The Lyric was rebuilt by Fitzpatrick-McElroy, reopening in December 1923. The second Lyric Theatre was an entirely new 1250-seat house, featuring a 30 × 70 ft stage and an orchestra pit for 30 musicians. At its opening, the new Lyric was touted to be "as fireproof as any modern structure can be made."

W.S. Butterfield Theatres bought out the Fitzpatrick-McElroy circuit in September 1927, and took over operation of the Lyric. Butterfield operated the new Lyric until January 1948, when it again burned down.

== State Theatre era ==
W.S. Butterfield Theatres engaged the firm of C. Howard Crane to design the State Theatre on the site of the former Lyric Theatre. The State featured two large murals on the side walls of the auditorium, depicting futuristic visions of cherry ochards and pine trees. On opening day, June 30, 1949, Butterfield advertised that "every innovation in the motion picture theatre field which can add to the comfort and enjoyment of patrons has been included." The State originally featured 900 seats, including 50 on a small balcony.

The State operated as a single-screen cinema until 1978, when it was converted to two auditoriums. The conversion attracted the attention of the local Rotary Club, who performed an annual variety show at the State, but they were unable to make any changes to the plans. The "twinning" of the theatre was complete by Christmas 1978.

W.S. Butterfield Theatres was bought out by GKC Theatres in 1984, and GKC immediately caused controversy by dismissing the unionized projectionists. GKC closed the State in 1996, selling it to local philanthropist Barry Cole, who intended to present live performances in the space.

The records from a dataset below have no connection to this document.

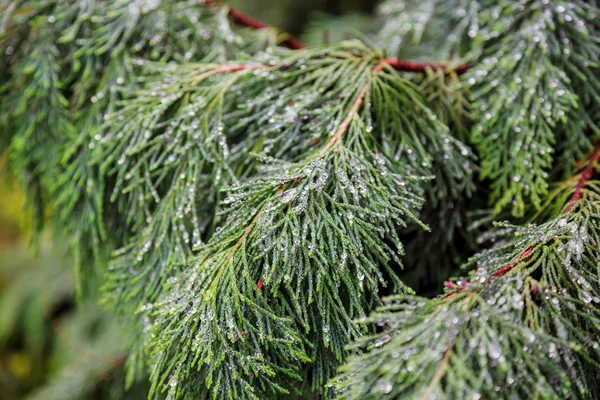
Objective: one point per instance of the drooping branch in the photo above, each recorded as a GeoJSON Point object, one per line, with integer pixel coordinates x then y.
{"type": "Point", "coordinates": [253, 23]}
{"type": "Point", "coordinates": [295, 44]}
{"type": "Point", "coordinates": [586, 176]}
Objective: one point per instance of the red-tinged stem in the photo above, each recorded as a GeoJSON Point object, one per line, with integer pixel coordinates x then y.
{"type": "Point", "coordinates": [410, 66]}
{"type": "Point", "coordinates": [224, 70]}
{"type": "Point", "coordinates": [346, 122]}
{"type": "Point", "coordinates": [245, 20]}
{"type": "Point", "coordinates": [292, 43]}
{"type": "Point", "coordinates": [586, 175]}
{"type": "Point", "coordinates": [353, 111]}
{"type": "Point", "coordinates": [526, 256]}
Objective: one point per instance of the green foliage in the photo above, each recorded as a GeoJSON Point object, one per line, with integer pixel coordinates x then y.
{"type": "Point", "coordinates": [44, 337]}
{"type": "Point", "coordinates": [526, 323]}
{"type": "Point", "coordinates": [243, 207]}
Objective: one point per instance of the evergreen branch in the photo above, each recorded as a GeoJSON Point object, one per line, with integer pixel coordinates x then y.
{"type": "Point", "coordinates": [586, 175]}
{"type": "Point", "coordinates": [312, 215]}
{"type": "Point", "coordinates": [538, 337]}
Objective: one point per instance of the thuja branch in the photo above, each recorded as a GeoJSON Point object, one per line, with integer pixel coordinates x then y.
{"type": "Point", "coordinates": [253, 23]}
{"type": "Point", "coordinates": [411, 66]}
{"type": "Point", "coordinates": [585, 176]}
{"type": "Point", "coordinates": [295, 44]}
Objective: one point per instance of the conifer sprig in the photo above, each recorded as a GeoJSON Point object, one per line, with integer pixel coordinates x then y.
{"type": "Point", "coordinates": [526, 323]}
{"type": "Point", "coordinates": [303, 228]}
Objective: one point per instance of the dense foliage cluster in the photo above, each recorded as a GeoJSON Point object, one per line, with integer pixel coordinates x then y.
{"type": "Point", "coordinates": [242, 202]}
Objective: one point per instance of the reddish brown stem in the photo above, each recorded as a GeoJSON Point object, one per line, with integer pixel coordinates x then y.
{"type": "Point", "coordinates": [410, 66]}
{"type": "Point", "coordinates": [526, 256]}
{"type": "Point", "coordinates": [292, 43]}
{"type": "Point", "coordinates": [586, 175]}
{"type": "Point", "coordinates": [245, 20]}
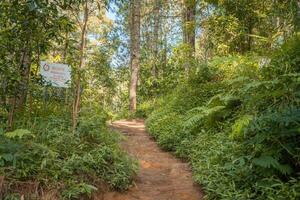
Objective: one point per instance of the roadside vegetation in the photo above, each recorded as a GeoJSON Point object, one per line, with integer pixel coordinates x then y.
{"type": "Point", "coordinates": [236, 120]}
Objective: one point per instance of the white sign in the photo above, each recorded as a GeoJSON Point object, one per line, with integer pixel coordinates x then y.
{"type": "Point", "coordinates": [56, 74]}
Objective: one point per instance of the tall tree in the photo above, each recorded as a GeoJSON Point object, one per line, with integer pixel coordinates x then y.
{"type": "Point", "coordinates": [135, 15]}
{"type": "Point", "coordinates": [76, 103]}
{"type": "Point", "coordinates": [156, 13]}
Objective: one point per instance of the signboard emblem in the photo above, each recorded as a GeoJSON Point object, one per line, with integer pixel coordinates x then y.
{"type": "Point", "coordinates": [56, 74]}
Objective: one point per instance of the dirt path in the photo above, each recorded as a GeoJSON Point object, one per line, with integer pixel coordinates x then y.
{"type": "Point", "coordinates": [161, 175]}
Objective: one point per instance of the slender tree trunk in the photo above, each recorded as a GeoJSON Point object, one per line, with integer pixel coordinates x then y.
{"type": "Point", "coordinates": [25, 74]}
{"type": "Point", "coordinates": [298, 17]}
{"type": "Point", "coordinates": [189, 29]}
{"type": "Point", "coordinates": [77, 96]}
{"type": "Point", "coordinates": [189, 23]}
{"type": "Point", "coordinates": [156, 13]}
{"type": "Point", "coordinates": [135, 52]}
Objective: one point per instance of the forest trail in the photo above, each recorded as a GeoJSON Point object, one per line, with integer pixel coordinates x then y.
{"type": "Point", "coordinates": [161, 176]}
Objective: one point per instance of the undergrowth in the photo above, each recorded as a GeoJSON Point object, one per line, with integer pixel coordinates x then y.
{"type": "Point", "coordinates": [42, 156]}
{"type": "Point", "coordinates": [238, 125]}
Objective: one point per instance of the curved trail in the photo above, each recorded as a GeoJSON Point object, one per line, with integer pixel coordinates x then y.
{"type": "Point", "coordinates": [161, 176]}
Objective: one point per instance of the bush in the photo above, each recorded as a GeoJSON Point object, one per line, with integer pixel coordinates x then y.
{"type": "Point", "coordinates": [73, 164]}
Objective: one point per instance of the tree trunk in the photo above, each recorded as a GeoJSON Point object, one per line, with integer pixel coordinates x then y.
{"type": "Point", "coordinates": [25, 74]}
{"type": "Point", "coordinates": [135, 51]}
{"type": "Point", "coordinates": [189, 29]}
{"type": "Point", "coordinates": [76, 103]}
{"type": "Point", "coordinates": [156, 13]}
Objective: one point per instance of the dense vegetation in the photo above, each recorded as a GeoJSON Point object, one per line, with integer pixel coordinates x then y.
{"type": "Point", "coordinates": [237, 122]}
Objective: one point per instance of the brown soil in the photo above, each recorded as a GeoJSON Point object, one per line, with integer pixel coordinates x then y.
{"type": "Point", "coordinates": [161, 176]}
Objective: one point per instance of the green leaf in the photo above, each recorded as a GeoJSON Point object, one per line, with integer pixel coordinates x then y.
{"type": "Point", "coordinates": [18, 133]}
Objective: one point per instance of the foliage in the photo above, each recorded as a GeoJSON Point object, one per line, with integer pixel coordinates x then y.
{"type": "Point", "coordinates": [242, 135]}
{"type": "Point", "coordinates": [75, 165]}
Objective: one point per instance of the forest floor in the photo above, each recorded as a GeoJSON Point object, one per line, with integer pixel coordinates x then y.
{"type": "Point", "coordinates": [161, 176]}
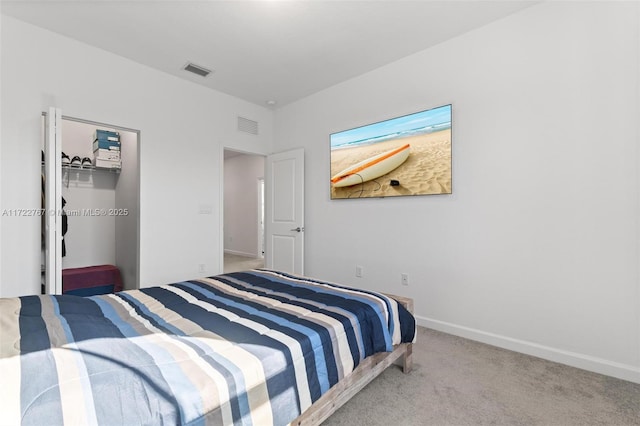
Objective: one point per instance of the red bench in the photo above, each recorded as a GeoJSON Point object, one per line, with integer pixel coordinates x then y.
{"type": "Point", "coordinates": [91, 280]}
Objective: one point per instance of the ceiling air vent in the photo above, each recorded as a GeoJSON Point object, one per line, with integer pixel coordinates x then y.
{"type": "Point", "coordinates": [247, 126]}
{"type": "Point", "coordinates": [197, 69]}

Control of the State passed to the Interlochen Center for the Arts in 2003, but they too were unable to realize the vision of the State as a performing arts center.

The Traverse City Film Festival, led by founder Michael Moore, began using the State in 2005. Rotary Charities of Traverse City bought the theatre in 2006, and sold it to the film festival on favorable terms in 2007. The theatre was subject to deed restrictions, dating back to its 1996 sale by GKC, which forbade the showing of films at the theatre. This was bypassed by GKC's successor Carmike Cinemas, which reached an agreement with Moore and the Film Festival, permitting the showing of limited-distribution films.

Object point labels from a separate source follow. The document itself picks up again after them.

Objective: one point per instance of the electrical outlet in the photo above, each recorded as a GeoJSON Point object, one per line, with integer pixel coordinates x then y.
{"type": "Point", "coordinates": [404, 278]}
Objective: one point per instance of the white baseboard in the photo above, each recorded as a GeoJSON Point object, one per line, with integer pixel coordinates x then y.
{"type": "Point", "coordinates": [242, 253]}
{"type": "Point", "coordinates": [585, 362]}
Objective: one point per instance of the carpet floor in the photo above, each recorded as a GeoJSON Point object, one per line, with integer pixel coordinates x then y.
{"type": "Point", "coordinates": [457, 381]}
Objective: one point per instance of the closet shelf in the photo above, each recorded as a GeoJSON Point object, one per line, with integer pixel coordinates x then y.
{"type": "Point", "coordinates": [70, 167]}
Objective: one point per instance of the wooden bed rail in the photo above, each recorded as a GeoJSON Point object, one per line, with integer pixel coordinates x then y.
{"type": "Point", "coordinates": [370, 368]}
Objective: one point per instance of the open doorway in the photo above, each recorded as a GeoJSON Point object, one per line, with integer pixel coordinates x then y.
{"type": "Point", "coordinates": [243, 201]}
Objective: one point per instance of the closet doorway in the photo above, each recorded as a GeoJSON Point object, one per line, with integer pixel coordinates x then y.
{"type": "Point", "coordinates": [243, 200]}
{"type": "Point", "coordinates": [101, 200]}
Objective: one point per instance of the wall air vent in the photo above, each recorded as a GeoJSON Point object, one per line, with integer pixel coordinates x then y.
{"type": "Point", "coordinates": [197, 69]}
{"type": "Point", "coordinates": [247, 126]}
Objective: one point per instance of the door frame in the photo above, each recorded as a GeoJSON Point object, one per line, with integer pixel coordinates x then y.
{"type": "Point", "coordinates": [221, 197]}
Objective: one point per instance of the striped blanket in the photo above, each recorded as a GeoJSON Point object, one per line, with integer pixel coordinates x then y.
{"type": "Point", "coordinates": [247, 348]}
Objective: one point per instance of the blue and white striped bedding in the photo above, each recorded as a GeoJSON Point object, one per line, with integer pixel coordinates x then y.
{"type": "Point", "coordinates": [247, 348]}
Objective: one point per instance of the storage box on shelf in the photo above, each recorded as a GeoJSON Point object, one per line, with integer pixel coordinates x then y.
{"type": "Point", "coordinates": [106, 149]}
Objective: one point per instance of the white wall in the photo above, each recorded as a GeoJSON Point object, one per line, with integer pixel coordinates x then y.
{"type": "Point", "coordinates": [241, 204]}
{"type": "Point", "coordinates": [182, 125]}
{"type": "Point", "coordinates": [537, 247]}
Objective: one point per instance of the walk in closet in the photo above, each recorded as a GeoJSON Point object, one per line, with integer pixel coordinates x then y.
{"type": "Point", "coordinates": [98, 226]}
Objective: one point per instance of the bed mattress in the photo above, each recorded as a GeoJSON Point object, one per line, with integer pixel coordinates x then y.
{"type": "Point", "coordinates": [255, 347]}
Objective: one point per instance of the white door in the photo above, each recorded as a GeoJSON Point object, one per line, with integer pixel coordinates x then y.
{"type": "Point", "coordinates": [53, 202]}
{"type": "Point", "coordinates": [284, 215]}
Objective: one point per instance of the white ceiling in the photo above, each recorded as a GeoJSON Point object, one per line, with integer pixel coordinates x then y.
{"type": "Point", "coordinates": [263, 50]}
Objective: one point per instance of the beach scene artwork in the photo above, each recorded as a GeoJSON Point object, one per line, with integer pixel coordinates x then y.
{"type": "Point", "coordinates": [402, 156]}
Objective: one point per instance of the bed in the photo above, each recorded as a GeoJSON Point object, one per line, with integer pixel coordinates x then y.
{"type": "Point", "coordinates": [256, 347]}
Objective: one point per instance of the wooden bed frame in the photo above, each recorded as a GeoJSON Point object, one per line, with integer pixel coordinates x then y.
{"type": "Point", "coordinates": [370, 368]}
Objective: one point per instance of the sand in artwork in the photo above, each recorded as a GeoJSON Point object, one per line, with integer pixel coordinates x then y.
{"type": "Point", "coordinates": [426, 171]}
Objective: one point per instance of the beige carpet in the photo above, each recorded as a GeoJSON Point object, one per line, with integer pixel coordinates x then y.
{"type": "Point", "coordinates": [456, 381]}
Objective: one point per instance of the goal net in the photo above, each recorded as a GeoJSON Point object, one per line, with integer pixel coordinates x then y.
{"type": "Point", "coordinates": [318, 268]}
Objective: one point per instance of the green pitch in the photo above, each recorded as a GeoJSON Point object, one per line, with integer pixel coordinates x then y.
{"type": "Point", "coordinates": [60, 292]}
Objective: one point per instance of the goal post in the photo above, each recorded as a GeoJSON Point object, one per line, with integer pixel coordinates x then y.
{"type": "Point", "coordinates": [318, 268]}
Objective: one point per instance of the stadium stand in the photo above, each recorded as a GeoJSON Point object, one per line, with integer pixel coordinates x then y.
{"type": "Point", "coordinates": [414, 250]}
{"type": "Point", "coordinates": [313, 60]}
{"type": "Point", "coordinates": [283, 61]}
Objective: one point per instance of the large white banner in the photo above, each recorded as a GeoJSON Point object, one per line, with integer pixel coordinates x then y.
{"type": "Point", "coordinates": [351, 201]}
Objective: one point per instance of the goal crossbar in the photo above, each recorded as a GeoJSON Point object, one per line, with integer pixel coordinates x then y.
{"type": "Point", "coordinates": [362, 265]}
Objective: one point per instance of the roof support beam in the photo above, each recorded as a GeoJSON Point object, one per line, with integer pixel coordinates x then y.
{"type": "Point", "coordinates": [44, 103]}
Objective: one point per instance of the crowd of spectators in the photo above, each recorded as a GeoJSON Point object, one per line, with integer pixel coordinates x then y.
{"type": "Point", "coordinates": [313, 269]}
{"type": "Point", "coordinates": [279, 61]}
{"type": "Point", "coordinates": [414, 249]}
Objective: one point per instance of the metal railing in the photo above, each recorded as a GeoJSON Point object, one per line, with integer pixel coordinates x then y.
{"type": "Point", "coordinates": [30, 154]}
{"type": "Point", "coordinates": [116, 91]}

The Film Festival refurbished the theatre significantly. One significant addition to the State is a new ceiling, using fiber optics to depict twinkling stars, in a contemporary interpretation of the atmospheric theatre. The atmospheric ceiling was designed by Jerry Dobek, professor of astronomy at Northwestern Michigan College, and accurately depicts the view from Traverse City on a clear night in August.

== Programming ==
The State Theatre offers a variety of weekly programming, from $1 kids matinees on Saturdays and Wednesday Community Night Screenings to TCFF Tuesdays, with First Runs showing Friday through Sunday. The State also has an entire week of free screenings each year to coincide with the spring break of Traverse City Area Public Schools.